Monday, December 5, 2016
A mission doomed to failure: Platonov's Soul
Platonov's Soul continues to be a surprising and intriguing book. The protagonist, Chatagaev - turns out he's a young economist, not an engineer - is sent to a very remote region in what I think is Turkmenistan, the land of his birth, with the vague mission of bringing to the people of this desert land the prosperity of the Soviet state and the image of "Uncle Joe" Stalin. Obviously these are two missions doomed to failure. As Chatagaev approaches the land of his birth he increasingly senses how the people have virtually no knowledge about their government and no need to have any knowledge; they are just peasants and desert herdsmen living from day to day and completely indifferent to anything happening in Moscow - days or weeks away by train and light years away by comprehension. Ch embarks on a 14-day overland journey to get to his assigned area; he has vague recollections and memories of the land of his childhood, mainly remembering his mother sending him away with almost no provisions and hoping he would make it to some kind of civilization and to a possibly better life (which he did).
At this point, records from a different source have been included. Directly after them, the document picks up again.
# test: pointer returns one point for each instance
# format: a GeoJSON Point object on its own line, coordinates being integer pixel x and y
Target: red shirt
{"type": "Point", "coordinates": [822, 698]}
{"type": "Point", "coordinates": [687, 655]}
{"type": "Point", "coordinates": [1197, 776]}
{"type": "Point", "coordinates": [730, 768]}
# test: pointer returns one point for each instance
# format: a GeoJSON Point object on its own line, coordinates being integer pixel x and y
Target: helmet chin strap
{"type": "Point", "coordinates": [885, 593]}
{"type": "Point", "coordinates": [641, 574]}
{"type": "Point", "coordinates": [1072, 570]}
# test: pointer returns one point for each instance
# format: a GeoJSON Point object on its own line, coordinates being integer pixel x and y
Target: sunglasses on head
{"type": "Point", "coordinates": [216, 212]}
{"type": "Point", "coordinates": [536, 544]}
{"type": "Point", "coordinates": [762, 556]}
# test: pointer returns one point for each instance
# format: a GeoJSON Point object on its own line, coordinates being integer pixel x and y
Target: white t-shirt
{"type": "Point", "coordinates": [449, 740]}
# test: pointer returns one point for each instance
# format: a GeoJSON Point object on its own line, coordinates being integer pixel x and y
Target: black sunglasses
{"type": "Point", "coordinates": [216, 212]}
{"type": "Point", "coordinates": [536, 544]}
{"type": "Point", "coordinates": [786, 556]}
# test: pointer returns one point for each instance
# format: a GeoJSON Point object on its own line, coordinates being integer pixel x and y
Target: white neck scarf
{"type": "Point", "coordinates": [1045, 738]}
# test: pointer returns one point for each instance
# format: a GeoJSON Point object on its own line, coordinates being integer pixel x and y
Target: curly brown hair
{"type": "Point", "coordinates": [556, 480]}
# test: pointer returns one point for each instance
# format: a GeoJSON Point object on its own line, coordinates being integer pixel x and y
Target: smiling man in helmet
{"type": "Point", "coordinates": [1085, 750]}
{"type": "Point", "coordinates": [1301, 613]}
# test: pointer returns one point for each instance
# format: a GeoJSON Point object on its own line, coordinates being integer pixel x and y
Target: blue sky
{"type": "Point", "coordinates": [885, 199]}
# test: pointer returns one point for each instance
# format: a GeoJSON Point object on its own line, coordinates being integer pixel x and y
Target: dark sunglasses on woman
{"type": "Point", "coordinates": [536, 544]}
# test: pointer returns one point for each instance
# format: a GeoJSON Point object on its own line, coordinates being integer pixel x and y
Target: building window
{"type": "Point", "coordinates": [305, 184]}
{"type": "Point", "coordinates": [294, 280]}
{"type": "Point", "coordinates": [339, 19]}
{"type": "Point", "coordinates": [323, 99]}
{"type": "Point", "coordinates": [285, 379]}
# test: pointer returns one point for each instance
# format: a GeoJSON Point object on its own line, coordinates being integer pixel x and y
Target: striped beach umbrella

Along the way he meets a Sufi mystic - who actually claims to recognize Ch - and they travel together, leading a nearly emaciated camel that Ch came across and nursed to health. But they have little food or sustenance among them. One night they camp out near a cave, and in the morning Ch wakes to see the camel dead - and the Sufi gorging on its inner organs. He joins. It's intentionally unclear whether the camel died and the Sufi harvested the innards or whether the Sufi killed the camel - part of his mystical sense that all life is one, that eating another for sustenance keeps the same balance of life in place. They continue on - and we suspect Ch will be transformed by his mission to his homeland in unforeseeable ways and no doubt ways that did not find him favor with the Soviet authorities of the 30s.